Последние трое суток мы расставались только на время уроков, так что нифига она не работает. Испортил я товарища старшего лейтенанта.
В кафе вошел одетый в костюм товарищ писатель и не без смущения покивал на ведомого им за руку черноволосого пацана-первоклашку в форме октябренка. С улыбкой покивал в ответ — понимаю, не осуждаю. Заказав мороженого себе и сыну, Евгений Серафимович привел последнего к нам и представил:
— Максим, семь лет, мой сын.
— В школу пошел, да? — задал я стандартный вопрос, пожимая очень старающемуся прятать восторг пацану руку.
— В первый класс! — похвастался он.
— Оценки еще не ставят? — подключилась Виталина.
— Не ставят, — вздохнул расстроенный ребенок.
— Ничего, у тебя папа писатель, значит ты тоже умный! — сделал я основанный ни на чем вывод. — Отличником будешь!
— Обязательно буду! — покивал он. — Спасибо, что прислал рукописи почитать!
Это при «Мишу».
— Читай на здоровье, — улыбнулся я ему.
Для того и плагиатится же.
Пока мы с Вилкой развлекали счастливого первоклашку, его отец ознакомился с правками и одобрил две трети, компромиссом выторговав себе право треть не менять.
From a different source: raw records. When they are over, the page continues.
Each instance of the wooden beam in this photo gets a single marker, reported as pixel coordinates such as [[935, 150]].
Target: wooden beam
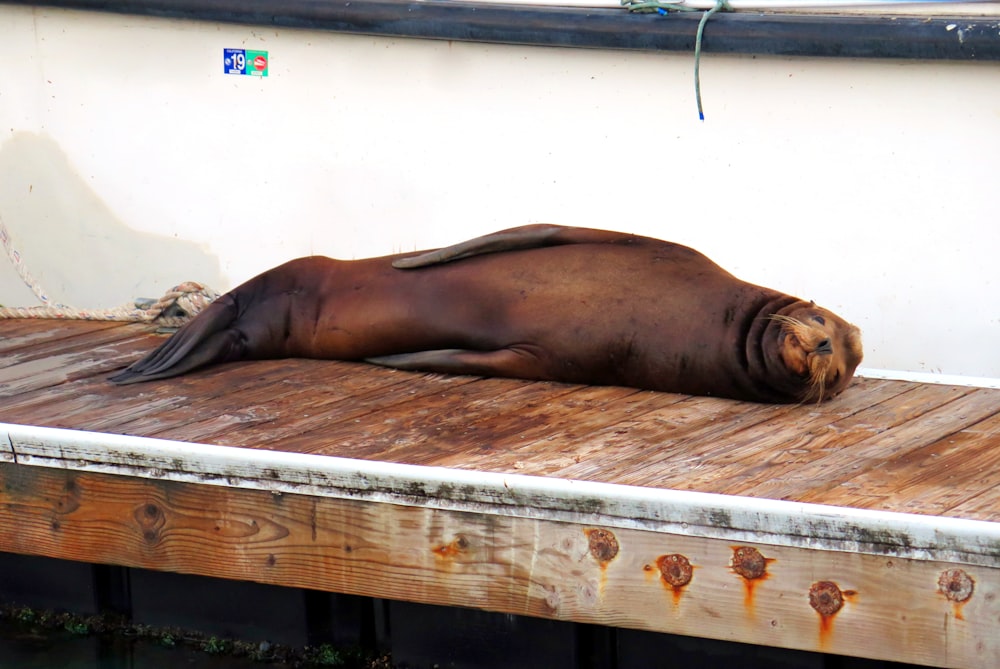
[[883, 607]]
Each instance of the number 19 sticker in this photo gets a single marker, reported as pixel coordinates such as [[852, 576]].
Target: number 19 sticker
[[242, 61]]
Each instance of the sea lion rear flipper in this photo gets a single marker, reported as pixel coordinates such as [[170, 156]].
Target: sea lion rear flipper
[[513, 239], [510, 362], [204, 340]]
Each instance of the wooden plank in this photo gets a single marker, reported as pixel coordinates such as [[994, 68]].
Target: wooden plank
[[756, 446], [545, 568], [930, 479], [17, 334], [411, 433], [794, 450], [825, 474], [57, 362]]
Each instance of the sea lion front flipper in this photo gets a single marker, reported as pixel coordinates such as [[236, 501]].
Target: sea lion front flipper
[[511, 362], [512, 239]]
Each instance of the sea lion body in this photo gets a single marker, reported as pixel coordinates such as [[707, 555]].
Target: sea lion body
[[540, 302]]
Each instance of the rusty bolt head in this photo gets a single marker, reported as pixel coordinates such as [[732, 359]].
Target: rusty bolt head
[[826, 597], [956, 585], [603, 545], [748, 562], [675, 569]]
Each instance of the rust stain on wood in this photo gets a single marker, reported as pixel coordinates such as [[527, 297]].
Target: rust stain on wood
[[957, 587], [676, 572], [827, 599], [751, 565]]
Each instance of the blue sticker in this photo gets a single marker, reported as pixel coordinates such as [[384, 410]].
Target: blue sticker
[[243, 61]]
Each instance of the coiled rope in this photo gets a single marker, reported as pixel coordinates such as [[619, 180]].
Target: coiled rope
[[663, 8], [176, 307]]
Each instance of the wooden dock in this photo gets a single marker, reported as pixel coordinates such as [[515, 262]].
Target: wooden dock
[[867, 526]]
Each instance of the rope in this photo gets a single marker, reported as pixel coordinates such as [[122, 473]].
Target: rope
[[177, 306], [663, 8]]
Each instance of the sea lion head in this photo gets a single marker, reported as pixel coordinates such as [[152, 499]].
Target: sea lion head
[[820, 347]]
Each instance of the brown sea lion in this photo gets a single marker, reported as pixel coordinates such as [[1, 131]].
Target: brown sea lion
[[538, 302]]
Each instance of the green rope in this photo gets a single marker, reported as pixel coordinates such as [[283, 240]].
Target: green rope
[[662, 8], [719, 4]]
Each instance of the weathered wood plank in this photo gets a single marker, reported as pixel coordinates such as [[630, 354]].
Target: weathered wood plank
[[561, 570], [753, 448], [932, 479]]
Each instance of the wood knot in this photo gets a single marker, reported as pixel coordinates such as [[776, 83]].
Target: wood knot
[[603, 545], [826, 597], [748, 562], [675, 569], [956, 585]]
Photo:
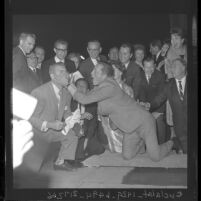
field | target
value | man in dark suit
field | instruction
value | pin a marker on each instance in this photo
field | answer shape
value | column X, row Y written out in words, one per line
column 125, row 115
column 176, row 93
column 40, row 54
column 155, row 49
column 131, row 73
column 60, row 49
column 151, row 84
column 32, row 62
column 86, row 67
column 52, row 109
column 21, row 72
column 88, row 143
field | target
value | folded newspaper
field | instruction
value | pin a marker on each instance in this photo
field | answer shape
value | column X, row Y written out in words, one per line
column 71, row 120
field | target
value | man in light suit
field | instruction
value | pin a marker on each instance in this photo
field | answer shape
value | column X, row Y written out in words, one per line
column 21, row 72
column 131, row 73
column 60, row 50
column 136, row 124
column 48, row 118
column 176, row 93
column 152, row 83
column 86, row 67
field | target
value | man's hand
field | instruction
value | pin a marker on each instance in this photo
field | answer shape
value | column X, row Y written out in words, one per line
column 87, row 115
column 146, row 105
column 56, row 125
column 22, row 140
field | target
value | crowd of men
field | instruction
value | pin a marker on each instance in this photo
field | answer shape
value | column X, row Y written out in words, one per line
column 157, row 79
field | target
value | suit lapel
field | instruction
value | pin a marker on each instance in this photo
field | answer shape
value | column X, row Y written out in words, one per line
column 176, row 92
column 53, row 96
column 61, row 105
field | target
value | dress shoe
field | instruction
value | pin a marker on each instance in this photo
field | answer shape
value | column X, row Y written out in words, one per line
column 176, row 145
column 74, row 163
column 64, row 166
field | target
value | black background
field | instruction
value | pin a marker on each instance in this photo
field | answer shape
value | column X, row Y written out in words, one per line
column 110, row 29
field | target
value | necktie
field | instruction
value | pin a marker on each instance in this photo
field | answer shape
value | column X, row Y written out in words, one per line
column 180, row 90
column 123, row 72
column 148, row 78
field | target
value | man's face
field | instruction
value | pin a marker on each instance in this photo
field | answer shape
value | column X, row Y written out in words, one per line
column 176, row 40
column 149, row 67
column 76, row 61
column 139, row 55
column 82, row 86
column 27, row 44
column 40, row 53
column 124, row 55
column 178, row 69
column 164, row 49
column 117, row 73
column 114, row 54
column 60, row 51
column 154, row 50
column 60, row 75
column 94, row 49
column 32, row 61
column 97, row 74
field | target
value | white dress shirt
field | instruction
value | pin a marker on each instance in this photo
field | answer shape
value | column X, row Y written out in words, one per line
column 94, row 61
column 56, row 91
column 57, row 60
column 22, row 50
column 183, row 83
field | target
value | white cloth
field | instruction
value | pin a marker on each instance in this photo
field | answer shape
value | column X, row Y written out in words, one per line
column 75, row 76
column 71, row 120
column 57, row 60
column 94, row 61
column 183, row 82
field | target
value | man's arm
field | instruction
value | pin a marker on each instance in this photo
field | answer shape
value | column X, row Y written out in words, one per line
column 98, row 94
column 160, row 98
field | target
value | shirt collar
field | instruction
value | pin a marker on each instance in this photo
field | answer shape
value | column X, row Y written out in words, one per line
column 126, row 65
column 39, row 66
column 183, row 80
column 22, row 50
column 94, row 61
column 57, row 60
column 32, row 68
column 56, row 89
column 157, row 55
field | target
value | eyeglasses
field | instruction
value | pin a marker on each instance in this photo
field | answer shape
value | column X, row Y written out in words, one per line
column 94, row 49
column 63, row 50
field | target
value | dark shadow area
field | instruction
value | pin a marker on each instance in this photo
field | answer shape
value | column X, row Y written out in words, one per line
column 156, row 176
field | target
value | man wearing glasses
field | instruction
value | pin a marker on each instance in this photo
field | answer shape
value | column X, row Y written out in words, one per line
column 60, row 50
column 86, row 67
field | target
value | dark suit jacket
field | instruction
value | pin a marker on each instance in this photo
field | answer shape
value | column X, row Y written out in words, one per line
column 94, row 145
column 70, row 67
column 122, row 110
column 157, row 61
column 23, row 78
column 132, row 77
column 179, row 108
column 85, row 68
column 148, row 91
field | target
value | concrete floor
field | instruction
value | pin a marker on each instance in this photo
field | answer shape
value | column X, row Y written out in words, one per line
column 106, row 177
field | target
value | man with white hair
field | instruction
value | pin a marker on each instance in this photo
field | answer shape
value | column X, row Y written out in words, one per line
column 21, row 73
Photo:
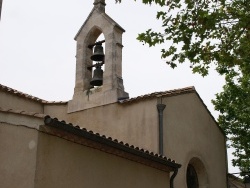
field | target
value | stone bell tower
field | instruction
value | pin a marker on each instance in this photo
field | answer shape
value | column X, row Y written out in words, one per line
column 85, row 95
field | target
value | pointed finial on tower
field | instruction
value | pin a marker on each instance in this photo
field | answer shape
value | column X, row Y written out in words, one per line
column 100, row 5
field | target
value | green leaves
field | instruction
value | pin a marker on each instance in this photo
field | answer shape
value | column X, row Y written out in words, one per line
column 207, row 33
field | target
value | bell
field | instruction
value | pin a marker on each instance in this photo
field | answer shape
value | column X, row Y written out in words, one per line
column 98, row 77
column 98, row 53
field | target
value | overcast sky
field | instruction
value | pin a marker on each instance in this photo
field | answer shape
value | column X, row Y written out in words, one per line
column 37, row 50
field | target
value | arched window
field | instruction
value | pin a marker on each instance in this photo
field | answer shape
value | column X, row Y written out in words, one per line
column 192, row 178
column 196, row 174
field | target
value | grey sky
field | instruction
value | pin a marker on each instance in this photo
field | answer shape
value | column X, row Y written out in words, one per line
column 37, row 50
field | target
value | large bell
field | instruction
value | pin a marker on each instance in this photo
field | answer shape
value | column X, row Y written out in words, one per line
column 98, row 77
column 98, row 53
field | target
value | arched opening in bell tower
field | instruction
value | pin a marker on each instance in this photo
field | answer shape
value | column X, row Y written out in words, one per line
column 96, row 58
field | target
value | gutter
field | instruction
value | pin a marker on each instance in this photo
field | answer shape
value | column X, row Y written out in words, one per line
column 160, row 108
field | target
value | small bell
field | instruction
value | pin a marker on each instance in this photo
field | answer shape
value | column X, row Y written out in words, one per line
column 98, row 53
column 97, row 79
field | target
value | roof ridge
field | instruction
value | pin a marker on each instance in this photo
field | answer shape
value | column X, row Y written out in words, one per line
column 22, row 112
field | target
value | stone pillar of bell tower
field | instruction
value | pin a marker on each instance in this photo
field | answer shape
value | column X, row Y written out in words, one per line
column 85, row 97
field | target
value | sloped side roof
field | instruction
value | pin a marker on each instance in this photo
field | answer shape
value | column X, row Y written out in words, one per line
column 160, row 94
column 27, row 96
column 105, row 16
column 170, row 93
column 104, row 143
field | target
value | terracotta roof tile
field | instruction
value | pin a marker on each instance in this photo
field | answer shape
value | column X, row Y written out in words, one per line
column 160, row 94
column 27, row 96
column 34, row 114
column 111, row 142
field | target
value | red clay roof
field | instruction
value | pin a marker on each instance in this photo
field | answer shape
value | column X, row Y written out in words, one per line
column 161, row 94
column 27, row 96
column 34, row 114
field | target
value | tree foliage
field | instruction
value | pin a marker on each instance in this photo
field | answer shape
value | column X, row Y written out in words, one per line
column 208, row 33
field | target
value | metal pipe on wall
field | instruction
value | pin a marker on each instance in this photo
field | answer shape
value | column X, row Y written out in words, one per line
column 160, row 108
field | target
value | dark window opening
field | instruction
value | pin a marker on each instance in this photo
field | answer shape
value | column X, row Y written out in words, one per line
column 192, row 178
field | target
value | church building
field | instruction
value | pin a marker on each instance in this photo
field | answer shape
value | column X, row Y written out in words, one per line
column 104, row 138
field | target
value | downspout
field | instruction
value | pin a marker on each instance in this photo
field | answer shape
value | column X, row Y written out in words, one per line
column 160, row 108
column 172, row 178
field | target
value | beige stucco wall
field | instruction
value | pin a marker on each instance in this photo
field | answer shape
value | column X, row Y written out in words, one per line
column 64, row 164
column 18, row 146
column 189, row 132
column 10, row 101
column 135, row 123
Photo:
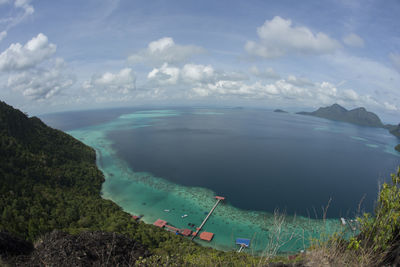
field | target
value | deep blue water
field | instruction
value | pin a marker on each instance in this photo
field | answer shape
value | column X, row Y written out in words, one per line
column 261, row 160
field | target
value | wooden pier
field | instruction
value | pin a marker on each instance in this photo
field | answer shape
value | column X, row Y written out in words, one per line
column 208, row 216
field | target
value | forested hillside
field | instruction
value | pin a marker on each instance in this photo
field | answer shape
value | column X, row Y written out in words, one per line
column 49, row 180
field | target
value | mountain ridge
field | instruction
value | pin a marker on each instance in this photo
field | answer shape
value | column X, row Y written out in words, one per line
column 359, row 116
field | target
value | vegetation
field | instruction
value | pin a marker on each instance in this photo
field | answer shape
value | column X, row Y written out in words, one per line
column 49, row 180
column 358, row 116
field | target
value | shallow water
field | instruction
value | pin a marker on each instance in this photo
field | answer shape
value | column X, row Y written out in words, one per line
column 140, row 192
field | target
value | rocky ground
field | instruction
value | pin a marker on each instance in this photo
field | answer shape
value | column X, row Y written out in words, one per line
column 62, row 249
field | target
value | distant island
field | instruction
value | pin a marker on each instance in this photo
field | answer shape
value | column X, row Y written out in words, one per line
column 359, row 116
column 280, row 111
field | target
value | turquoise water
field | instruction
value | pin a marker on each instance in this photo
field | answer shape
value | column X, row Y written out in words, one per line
column 143, row 193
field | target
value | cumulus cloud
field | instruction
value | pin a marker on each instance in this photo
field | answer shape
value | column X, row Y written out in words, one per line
column 268, row 73
column 25, row 5
column 190, row 75
column 299, row 81
column 122, row 83
column 279, row 37
column 390, row 106
column 197, row 73
column 41, row 84
column 165, row 50
column 353, row 40
column 3, row 35
column 20, row 57
column 165, row 75
column 395, row 59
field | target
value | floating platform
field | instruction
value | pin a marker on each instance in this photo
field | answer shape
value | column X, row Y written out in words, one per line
column 186, row 232
column 206, row 236
column 160, row 223
column 243, row 242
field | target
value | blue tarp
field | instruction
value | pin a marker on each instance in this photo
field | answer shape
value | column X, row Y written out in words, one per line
column 243, row 242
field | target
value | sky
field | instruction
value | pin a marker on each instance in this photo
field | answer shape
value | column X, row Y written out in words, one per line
column 294, row 55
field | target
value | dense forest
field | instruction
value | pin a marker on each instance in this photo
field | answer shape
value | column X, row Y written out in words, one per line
column 49, row 180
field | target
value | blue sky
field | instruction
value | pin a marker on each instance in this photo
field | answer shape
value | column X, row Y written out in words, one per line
column 296, row 55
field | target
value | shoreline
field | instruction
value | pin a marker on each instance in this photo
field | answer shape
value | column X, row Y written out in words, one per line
column 141, row 193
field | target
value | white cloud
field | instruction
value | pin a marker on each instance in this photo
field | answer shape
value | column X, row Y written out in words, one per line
column 25, row 4
column 121, row 83
column 197, row 73
column 354, row 40
column 350, row 95
column 395, row 59
column 41, row 84
column 268, row 73
column 390, row 106
column 299, row 81
column 278, row 37
column 165, row 50
column 3, row 35
column 35, row 51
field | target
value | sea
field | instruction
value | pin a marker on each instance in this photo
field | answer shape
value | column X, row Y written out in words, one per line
column 286, row 178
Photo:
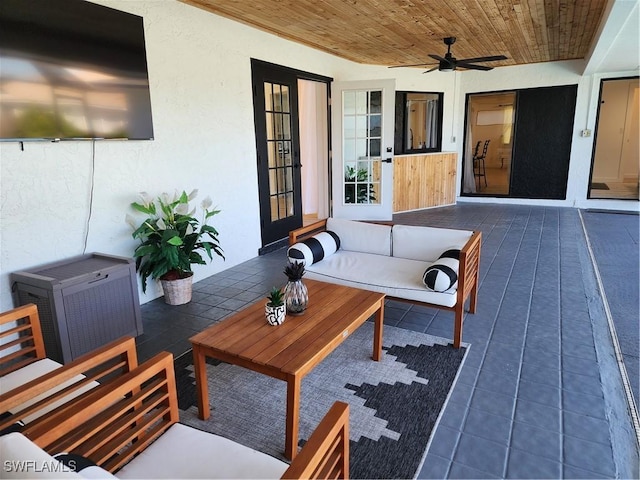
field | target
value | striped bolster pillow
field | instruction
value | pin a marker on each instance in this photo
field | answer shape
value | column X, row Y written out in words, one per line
column 314, row 249
column 442, row 275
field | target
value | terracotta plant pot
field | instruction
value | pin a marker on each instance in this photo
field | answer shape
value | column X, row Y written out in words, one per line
column 178, row 291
Опытный! Теперь чуть-чуть отличается от оригинала, но хуже точно не стало. Немножко согласовали поездку в Одессу — на ТУ-144 не полетим, колхоз уже вот-вот попадет в мои цепкие лапы и съест всю монетарную массу — и попрощались, не забыв забрать сценарий — повезем в Минкульт.
Закинув рукопись куда следует для размножения и отправки на Одесскую киностудию, пошли в коридор ждать назначенного приемного времени к Борису Николаевичу — Ткачев Сережа у нас нынче все еще не Магомаев, но уже величина всем известная, поэтому «только спросить? Проходите конечно!» сработает, но я же интеллигентный человек.
— Борис Николаевич, как вам нынешний глава Союза писателей? — спросил я после ритуальных приветствий и «как оно?».
— Говно человек товарищ Федин, — с восхищающей прямотой ответил Полевой. — Но снять пока не могу — сам понимаешь, — развел руками.
— Отложим тогда, — смирился я и спросил. — Как думаете, Михаил Александрович Шолохов согласиться занять должность?
— Говорил с ним, — пожал плечами Борис Николаевич.
— Не один я такой умный, — покивал я.
— Совсем не один! — ухмыльнулся он.
Раздался стук в дверь, и полная секретарша средних лет ввела в кабинет уже знакомых юриста и КГБшника в сопровождении двух иностранцев — один ростом с нынешнего меня, в компенсацию — толст и лыс, прямо сейчас — вытирает пот с головы платочком и шумно отдувается. Второй — «шпала» с нордическим лицом, блондин и в круглых очках.
— Жарко у фас в Москфе, — смущенно улыбнулся лысый.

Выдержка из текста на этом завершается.